We recognize the frequency with which expansive language such as "and elsewhere" or "and others" is used in indictments to provide prosecutors with flexibility in proving their cases. See, e.g., United States v. Lopez, 356 F.3d at 466. We do not, however, assume from the fact that certain expansive pleading language is routine that it equates to "mere surplusage." Rather, we assume that, in general, when such language is included in an indictment, it is supported by a reasonable good faith belief that places or persons other than those specifically alleged are involved in the charged conduct, even if the particulars of those places or persons are not yet known. See generally Fed.R.Crim.P. 7(c)(1) ("A count may allege that the means by which the defendant committed the offense are unknown or that the defendant committed it by one or more specified means.").
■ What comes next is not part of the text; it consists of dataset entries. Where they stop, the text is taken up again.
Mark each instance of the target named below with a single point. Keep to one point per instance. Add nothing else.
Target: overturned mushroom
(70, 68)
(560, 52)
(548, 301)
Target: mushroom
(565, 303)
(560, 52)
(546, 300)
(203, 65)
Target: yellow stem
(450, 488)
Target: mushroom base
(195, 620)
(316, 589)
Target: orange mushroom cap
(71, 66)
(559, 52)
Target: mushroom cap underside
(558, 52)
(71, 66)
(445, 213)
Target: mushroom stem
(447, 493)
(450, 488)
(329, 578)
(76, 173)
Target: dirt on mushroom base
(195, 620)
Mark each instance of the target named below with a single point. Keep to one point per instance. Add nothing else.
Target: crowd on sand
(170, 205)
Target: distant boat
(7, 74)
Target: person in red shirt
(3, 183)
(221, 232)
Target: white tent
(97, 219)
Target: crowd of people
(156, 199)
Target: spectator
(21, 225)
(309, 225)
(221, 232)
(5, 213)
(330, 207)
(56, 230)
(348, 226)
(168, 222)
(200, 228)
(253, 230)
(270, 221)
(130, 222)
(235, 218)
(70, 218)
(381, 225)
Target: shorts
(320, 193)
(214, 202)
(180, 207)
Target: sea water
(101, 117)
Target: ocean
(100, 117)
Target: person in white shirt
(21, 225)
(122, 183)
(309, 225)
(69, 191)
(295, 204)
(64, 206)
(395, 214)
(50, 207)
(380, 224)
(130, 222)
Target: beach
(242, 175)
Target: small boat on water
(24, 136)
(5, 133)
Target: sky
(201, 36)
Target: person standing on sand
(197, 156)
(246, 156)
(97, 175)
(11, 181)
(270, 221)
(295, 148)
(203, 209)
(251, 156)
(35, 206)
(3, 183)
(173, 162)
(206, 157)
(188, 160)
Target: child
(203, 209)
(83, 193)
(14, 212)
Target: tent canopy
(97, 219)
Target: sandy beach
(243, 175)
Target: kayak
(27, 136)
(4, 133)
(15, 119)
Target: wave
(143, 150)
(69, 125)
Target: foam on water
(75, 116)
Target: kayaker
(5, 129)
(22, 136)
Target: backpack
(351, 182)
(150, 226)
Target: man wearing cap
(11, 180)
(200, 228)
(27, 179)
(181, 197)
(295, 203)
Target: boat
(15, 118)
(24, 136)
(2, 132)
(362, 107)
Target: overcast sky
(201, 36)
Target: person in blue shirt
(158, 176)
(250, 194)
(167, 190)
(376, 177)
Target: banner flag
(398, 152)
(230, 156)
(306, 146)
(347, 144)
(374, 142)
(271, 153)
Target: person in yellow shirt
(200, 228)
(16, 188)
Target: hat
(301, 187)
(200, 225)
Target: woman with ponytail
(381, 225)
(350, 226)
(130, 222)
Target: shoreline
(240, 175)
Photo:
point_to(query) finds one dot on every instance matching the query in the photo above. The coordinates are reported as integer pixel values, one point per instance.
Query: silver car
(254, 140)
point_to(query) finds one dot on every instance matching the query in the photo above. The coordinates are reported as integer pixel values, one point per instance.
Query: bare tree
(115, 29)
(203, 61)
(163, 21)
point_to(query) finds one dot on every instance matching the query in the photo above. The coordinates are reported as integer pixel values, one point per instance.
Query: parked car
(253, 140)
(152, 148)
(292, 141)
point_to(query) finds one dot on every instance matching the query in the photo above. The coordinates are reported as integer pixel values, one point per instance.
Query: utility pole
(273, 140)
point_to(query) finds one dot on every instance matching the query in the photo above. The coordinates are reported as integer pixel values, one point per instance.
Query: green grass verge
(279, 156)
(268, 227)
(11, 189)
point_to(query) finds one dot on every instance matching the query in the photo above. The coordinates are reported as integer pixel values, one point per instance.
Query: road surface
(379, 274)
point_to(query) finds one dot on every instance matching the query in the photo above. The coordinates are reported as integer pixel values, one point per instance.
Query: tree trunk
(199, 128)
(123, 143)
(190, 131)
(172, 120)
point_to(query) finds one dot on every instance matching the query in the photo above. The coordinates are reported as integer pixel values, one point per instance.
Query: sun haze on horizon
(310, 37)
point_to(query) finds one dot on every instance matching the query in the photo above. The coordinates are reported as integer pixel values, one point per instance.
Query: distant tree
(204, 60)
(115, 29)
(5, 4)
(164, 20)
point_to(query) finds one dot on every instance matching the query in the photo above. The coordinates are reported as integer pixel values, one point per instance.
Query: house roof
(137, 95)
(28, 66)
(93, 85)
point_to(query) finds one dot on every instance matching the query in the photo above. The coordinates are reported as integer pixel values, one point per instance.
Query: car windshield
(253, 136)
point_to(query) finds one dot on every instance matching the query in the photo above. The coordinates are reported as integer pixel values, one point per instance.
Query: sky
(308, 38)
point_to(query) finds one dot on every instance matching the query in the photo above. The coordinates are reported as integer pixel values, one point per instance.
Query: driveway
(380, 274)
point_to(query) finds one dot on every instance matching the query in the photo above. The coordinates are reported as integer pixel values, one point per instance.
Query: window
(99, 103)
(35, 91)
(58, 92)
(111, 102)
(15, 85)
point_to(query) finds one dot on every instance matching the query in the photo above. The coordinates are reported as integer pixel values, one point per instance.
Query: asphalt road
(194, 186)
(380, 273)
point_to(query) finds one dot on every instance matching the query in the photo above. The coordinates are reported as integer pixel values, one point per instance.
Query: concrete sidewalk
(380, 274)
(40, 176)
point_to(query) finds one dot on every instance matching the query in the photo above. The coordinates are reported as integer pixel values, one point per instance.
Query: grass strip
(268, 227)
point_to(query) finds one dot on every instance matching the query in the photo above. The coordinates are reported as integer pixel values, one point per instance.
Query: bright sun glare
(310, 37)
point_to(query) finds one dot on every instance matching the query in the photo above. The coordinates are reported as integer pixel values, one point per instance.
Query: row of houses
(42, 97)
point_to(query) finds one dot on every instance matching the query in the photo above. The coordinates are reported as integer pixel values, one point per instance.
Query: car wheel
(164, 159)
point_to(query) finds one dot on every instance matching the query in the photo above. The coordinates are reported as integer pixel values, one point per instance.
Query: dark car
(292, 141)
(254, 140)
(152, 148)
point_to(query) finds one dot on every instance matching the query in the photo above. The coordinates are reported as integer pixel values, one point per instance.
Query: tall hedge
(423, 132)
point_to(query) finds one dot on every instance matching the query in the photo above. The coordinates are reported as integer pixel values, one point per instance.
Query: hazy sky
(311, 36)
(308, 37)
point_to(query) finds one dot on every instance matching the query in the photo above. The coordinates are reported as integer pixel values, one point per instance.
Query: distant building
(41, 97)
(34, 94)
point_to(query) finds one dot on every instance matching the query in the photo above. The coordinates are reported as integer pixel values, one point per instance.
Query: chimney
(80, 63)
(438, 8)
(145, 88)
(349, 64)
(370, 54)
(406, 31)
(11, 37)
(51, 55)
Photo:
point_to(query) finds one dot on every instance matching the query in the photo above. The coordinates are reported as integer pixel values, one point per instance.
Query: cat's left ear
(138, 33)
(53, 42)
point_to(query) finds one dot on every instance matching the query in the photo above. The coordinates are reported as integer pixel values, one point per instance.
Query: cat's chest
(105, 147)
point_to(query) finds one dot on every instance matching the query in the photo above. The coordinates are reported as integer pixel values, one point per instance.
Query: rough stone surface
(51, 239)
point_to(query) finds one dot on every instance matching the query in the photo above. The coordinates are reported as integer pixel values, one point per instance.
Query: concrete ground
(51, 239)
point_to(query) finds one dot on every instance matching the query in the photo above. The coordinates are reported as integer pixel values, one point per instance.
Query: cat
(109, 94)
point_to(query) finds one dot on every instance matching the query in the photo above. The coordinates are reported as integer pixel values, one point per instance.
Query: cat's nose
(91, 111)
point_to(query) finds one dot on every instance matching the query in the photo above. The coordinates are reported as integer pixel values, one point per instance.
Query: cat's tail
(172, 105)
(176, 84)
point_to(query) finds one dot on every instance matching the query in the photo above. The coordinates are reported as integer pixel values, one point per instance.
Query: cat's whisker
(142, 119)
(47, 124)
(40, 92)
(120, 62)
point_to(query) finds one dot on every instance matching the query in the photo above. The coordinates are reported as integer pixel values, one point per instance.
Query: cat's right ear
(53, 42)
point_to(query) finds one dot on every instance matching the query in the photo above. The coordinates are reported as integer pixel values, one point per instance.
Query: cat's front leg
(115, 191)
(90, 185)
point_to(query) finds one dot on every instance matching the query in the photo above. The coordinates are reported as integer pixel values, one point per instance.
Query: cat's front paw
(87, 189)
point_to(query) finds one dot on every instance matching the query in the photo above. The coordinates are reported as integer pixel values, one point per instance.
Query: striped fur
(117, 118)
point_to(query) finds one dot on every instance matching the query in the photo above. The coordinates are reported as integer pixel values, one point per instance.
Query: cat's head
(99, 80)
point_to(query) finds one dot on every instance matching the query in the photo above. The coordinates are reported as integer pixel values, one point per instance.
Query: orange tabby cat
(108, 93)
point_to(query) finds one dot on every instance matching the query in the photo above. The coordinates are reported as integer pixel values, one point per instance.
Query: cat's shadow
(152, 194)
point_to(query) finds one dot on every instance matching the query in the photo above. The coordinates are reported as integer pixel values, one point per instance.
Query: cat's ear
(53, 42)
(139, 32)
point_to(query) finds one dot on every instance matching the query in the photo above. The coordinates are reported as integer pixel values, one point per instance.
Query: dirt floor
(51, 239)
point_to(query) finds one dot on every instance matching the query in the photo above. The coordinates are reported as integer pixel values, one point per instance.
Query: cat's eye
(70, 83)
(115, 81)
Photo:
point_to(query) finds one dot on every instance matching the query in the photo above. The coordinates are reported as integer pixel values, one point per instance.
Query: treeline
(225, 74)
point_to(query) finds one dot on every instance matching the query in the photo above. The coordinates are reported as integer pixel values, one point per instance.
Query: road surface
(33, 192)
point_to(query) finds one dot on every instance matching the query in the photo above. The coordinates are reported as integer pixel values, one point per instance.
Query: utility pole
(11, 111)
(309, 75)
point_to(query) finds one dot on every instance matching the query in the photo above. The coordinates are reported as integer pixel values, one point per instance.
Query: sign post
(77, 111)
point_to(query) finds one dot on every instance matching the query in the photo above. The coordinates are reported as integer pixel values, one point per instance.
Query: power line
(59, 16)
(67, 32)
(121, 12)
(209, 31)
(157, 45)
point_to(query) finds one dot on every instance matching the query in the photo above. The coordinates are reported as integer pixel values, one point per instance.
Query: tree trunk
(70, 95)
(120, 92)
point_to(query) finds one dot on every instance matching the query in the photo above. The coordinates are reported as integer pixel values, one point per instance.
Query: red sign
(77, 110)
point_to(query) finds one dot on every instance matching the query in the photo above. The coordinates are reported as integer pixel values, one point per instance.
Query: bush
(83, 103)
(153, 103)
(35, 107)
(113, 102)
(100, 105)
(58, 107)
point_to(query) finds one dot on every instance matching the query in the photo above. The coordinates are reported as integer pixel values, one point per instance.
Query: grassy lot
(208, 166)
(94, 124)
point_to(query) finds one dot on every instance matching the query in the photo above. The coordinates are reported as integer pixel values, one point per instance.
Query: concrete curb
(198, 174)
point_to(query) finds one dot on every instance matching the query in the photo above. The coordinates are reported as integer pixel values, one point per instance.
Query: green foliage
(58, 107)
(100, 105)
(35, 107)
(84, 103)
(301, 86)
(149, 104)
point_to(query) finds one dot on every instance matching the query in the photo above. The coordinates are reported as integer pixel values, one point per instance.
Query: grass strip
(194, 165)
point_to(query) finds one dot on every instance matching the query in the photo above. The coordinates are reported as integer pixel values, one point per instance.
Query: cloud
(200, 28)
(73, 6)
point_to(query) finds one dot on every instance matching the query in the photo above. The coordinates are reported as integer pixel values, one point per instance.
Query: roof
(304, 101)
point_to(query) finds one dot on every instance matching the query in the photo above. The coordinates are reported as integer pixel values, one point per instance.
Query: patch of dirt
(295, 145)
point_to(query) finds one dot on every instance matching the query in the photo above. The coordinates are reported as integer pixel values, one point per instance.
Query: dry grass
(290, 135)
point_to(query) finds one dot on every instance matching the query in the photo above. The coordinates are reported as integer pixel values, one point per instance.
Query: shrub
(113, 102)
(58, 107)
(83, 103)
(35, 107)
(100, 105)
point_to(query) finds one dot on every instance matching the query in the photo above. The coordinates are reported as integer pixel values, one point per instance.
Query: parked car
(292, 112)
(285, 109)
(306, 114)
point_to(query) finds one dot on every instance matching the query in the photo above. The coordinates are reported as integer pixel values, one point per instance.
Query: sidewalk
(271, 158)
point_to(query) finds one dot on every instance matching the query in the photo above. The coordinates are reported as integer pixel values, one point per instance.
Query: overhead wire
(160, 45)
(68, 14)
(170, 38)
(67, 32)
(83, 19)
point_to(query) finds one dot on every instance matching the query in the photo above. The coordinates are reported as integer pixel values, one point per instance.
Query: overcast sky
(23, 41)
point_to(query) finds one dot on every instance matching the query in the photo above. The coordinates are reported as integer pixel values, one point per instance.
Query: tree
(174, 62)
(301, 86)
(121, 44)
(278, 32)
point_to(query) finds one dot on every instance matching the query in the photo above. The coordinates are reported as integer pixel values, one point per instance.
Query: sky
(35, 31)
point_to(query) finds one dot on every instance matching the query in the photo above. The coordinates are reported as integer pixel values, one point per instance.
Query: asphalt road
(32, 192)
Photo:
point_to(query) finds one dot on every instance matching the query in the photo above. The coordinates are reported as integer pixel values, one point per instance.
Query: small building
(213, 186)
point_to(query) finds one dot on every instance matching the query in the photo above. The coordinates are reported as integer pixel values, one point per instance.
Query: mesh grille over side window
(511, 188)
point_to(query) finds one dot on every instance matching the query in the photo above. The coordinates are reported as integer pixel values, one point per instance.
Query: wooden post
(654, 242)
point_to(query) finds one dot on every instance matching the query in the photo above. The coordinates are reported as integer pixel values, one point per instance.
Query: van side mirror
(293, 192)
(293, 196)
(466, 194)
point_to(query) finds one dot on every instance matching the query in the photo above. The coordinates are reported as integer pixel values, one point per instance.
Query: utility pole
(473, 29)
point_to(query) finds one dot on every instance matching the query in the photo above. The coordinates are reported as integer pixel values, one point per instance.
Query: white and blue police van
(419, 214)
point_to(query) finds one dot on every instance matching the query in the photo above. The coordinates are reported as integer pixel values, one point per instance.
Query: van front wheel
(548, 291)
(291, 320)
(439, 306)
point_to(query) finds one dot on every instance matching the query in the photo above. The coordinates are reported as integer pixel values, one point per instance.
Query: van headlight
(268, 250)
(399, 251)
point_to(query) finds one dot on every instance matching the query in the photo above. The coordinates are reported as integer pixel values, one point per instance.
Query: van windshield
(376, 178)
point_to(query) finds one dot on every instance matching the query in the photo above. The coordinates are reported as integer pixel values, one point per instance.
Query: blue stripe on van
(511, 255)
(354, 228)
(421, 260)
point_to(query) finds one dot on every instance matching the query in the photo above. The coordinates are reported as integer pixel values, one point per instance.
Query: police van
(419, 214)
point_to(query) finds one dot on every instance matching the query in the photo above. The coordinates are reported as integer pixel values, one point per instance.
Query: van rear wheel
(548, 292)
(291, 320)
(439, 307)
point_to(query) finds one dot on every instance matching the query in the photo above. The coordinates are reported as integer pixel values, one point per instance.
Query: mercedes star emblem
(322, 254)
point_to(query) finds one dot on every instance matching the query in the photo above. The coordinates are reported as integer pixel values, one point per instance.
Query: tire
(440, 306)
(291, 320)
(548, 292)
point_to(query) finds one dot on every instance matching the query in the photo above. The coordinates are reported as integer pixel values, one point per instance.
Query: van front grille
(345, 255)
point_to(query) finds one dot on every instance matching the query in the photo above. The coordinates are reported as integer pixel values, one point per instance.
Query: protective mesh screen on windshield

United States v. Olmeda, 461 F.3d 271, 284 (2d Cir. 2006). For purposes of this motion, this Court is satisfied that the use of the language "beginning on an unknown date" and the phrase "and elsewhere" in the indictment is not, contrary to defendant's motion, confusing and highly prejudicial. Moreover, this Court finds that count three of the indictment provides the defendant with sufficient notice of the charges against him to enable him to appropriately defend himself. For the foregoing reasons, defendant's motion to strike surplusage from count three is DENIED.

Therefore, it is hereby ORDERED pursuant to 28 U.S.C. § 636(b)(1) that:

This Decision and Order be filed with the Clerk of the Court.

ANY OBJECTIONS to this Decision and Order must be filed with the Clerk of this Court within ten (10) days after receipt of a copy of this Decision and Order in accordance with the above statute, Fed. R. Crim. P. 58(g)(2) and Local Rule 58.2.

The district judge will ordinarily refuse to consider de novo, arguments, case law and/or evidentiary material which could have been, but were not presented to the magistrate judge in the first instance. See, e.g., Paterson-Leitch Co., Inc. v. Massachusetts Municipal Wholesale Electric Co., 840 F.2d 985 (1st Cir. 1988). Failure to file objections within the specified time or to request an extension of such time waives the right to appeal the District Judge's Order. Thomas v. Arn, 474 U.S. 140 (1985); Wesolek, et al. v. Canadair Ltd., et al., 838 F.2d 55 (2d Cir. 1988).

The parties are reminded that, pursuant to Rule 58.2 of the Local Rules for the Western District of New York, "written objections shall specifically identify the portions of the proposed findings and recommendations to which objection is made and the basis for such objection and shall be supported by legal authority." Failure to comply with the provisions of Rule 58.2, or with the similar provisions of Rule 58.2 (concerning objections to a Magistrate Judge's Decision and Order), may result in the District Judge's refusal to consider the objection.